I am using an HPC cluster to do some data processing. The workload is very numpy/dask.array heavy and parallelizes beautifully over the threaded scheduler on a single node (which has 40 cores). It looks something like this:
x = read_lots_of_array_data_from_disk(*args)
x = process_data(x)
x.compute()
For a single “block”, this can usually involve reading ~50-100 GB of data and the final task graph to compute x
usually has ~10-20k tasks on the graph (lots of FFTs, concatenates, reshapes, etc.). There are something like 60 “read-data” tasks per block of computation (this is relevant later).
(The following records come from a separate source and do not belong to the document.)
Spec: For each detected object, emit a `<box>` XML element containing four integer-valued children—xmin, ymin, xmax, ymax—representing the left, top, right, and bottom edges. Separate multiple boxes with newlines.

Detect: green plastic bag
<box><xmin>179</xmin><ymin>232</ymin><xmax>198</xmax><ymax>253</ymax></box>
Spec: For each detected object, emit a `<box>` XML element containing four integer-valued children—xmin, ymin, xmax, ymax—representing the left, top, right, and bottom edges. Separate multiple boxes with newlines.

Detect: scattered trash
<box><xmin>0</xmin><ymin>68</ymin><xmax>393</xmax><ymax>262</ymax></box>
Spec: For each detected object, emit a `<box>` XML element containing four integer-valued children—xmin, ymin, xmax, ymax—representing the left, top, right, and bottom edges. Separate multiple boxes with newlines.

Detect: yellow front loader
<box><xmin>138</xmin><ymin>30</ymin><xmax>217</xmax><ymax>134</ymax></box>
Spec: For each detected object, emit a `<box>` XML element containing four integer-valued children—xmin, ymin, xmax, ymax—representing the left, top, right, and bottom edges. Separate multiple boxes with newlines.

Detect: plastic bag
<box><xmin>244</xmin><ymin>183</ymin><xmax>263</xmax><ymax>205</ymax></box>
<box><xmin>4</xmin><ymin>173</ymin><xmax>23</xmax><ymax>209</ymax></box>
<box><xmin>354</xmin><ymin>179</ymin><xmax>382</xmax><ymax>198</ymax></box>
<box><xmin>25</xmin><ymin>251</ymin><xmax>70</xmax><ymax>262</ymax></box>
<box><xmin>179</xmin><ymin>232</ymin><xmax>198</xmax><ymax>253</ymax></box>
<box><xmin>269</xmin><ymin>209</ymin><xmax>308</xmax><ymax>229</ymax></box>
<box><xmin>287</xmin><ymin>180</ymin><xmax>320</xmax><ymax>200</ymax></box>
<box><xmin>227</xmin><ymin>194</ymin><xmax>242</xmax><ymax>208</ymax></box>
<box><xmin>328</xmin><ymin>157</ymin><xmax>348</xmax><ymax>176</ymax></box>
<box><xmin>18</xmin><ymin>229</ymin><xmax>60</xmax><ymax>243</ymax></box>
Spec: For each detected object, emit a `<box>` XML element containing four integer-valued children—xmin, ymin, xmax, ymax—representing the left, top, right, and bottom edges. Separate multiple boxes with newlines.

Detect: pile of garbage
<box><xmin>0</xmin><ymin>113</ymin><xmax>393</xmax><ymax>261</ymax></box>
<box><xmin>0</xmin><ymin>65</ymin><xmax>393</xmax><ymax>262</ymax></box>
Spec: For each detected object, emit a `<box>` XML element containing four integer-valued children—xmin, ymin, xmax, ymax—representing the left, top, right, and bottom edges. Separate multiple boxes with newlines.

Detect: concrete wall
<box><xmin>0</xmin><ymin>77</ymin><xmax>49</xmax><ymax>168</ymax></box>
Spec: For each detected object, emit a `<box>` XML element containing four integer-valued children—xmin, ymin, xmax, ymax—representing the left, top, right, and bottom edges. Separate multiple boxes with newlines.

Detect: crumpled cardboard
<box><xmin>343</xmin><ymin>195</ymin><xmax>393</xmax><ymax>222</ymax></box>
Excited to parallelize this so I can use multiple nodes/machines simultaneously to compute many blocks in parallel, I used dask-jobqueue
to create 1 worker per node, each node with as many threads as I can get per machine. Then I try to dask.compute(list_of_many_x)
- this is where we run into many problems! Suddenly, my workflow is slowed down by tons of transfer tasks.
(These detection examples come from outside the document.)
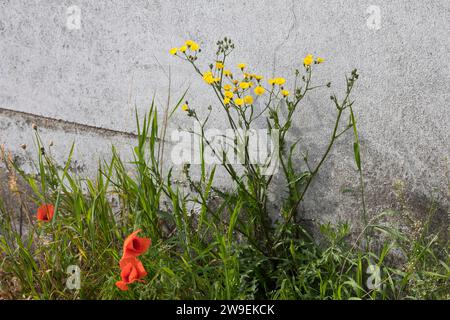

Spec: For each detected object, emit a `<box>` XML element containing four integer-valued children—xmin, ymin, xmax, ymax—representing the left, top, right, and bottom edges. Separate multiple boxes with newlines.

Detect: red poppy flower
<box><xmin>122</xmin><ymin>229</ymin><xmax>152</xmax><ymax>258</ymax></box>
<box><xmin>116</xmin><ymin>257</ymin><xmax>147</xmax><ymax>291</ymax></box>
<box><xmin>37</xmin><ymin>204</ymin><xmax>55</xmax><ymax>221</ymax></box>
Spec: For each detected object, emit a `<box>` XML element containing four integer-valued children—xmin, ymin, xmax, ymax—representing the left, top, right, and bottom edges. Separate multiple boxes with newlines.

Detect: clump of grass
<box><xmin>0</xmin><ymin>39</ymin><xmax>450</xmax><ymax>299</ymax></box>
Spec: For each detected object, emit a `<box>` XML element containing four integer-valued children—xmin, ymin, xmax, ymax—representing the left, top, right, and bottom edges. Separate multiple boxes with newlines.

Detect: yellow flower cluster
<box><xmin>303</xmin><ymin>54</ymin><xmax>325</xmax><ymax>67</ymax></box>
<box><xmin>203</xmin><ymin>71</ymin><xmax>220</xmax><ymax>84</ymax></box>
<box><xmin>169</xmin><ymin>40</ymin><xmax>325</xmax><ymax>111</ymax></box>
<box><xmin>169</xmin><ymin>40</ymin><xmax>200</xmax><ymax>56</ymax></box>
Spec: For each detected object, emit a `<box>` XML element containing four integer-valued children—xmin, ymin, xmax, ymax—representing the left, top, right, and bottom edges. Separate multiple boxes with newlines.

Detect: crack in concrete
<box><xmin>272</xmin><ymin>0</ymin><xmax>297</xmax><ymax>76</ymax></box>
<box><xmin>0</xmin><ymin>107</ymin><xmax>138</xmax><ymax>138</ymax></box>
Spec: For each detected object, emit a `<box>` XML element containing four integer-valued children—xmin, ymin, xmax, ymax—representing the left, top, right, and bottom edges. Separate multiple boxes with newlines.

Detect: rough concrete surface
<box><xmin>0</xmin><ymin>0</ymin><xmax>450</xmax><ymax>229</ymax></box>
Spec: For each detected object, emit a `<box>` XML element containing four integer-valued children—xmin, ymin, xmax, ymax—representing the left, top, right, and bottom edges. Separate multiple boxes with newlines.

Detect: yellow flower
<box><xmin>191</xmin><ymin>42</ymin><xmax>200</xmax><ymax>51</ymax></box>
<box><xmin>274</xmin><ymin>78</ymin><xmax>286</xmax><ymax>86</ymax></box>
<box><xmin>255</xmin><ymin>86</ymin><xmax>266</xmax><ymax>96</ymax></box>
<box><xmin>223</xmin><ymin>91</ymin><xmax>233</xmax><ymax>99</ymax></box>
<box><xmin>244</xmin><ymin>96</ymin><xmax>253</xmax><ymax>104</ymax></box>
<box><xmin>303</xmin><ymin>54</ymin><xmax>314</xmax><ymax>66</ymax></box>
<box><xmin>203</xmin><ymin>71</ymin><xmax>215</xmax><ymax>84</ymax></box>
<box><xmin>239</xmin><ymin>81</ymin><xmax>250</xmax><ymax>89</ymax></box>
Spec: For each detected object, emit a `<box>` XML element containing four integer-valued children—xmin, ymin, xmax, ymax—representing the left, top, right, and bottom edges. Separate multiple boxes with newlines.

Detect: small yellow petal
<box><xmin>254</xmin><ymin>86</ymin><xmax>266</xmax><ymax>96</ymax></box>
<box><xmin>223</xmin><ymin>91</ymin><xmax>233</xmax><ymax>99</ymax></box>
<box><xmin>303</xmin><ymin>54</ymin><xmax>314</xmax><ymax>66</ymax></box>
<box><xmin>239</xmin><ymin>82</ymin><xmax>250</xmax><ymax>89</ymax></box>
<box><xmin>244</xmin><ymin>96</ymin><xmax>253</xmax><ymax>104</ymax></box>
<box><xmin>190</xmin><ymin>42</ymin><xmax>200</xmax><ymax>51</ymax></box>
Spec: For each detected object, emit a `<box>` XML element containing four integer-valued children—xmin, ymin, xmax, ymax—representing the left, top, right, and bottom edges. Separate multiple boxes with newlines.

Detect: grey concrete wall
<box><xmin>0</xmin><ymin>0</ymin><xmax>450</xmax><ymax>228</ymax></box>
My hope was that each node would compute a single block by itself because transfer costs are really high even with infiniband. But unfortunately, the read tasks get distributed across multiple nodes (because there are more read tasks than threads on a single node) and then a lot of time gets wasted consolidating the array chunks to a single node for the processing bits.
To solve this issue - is there a way to do dask.compute(x)
in a way that restricts the entire task graph to a single worker while using a single Cluster/client object.
PS: I don’t want to resort to tactics like “Make N cluster objects, scale each one to 1 worker, then submit jobs one at a time to each cluster objects” (that’s just running MPI with extra steps).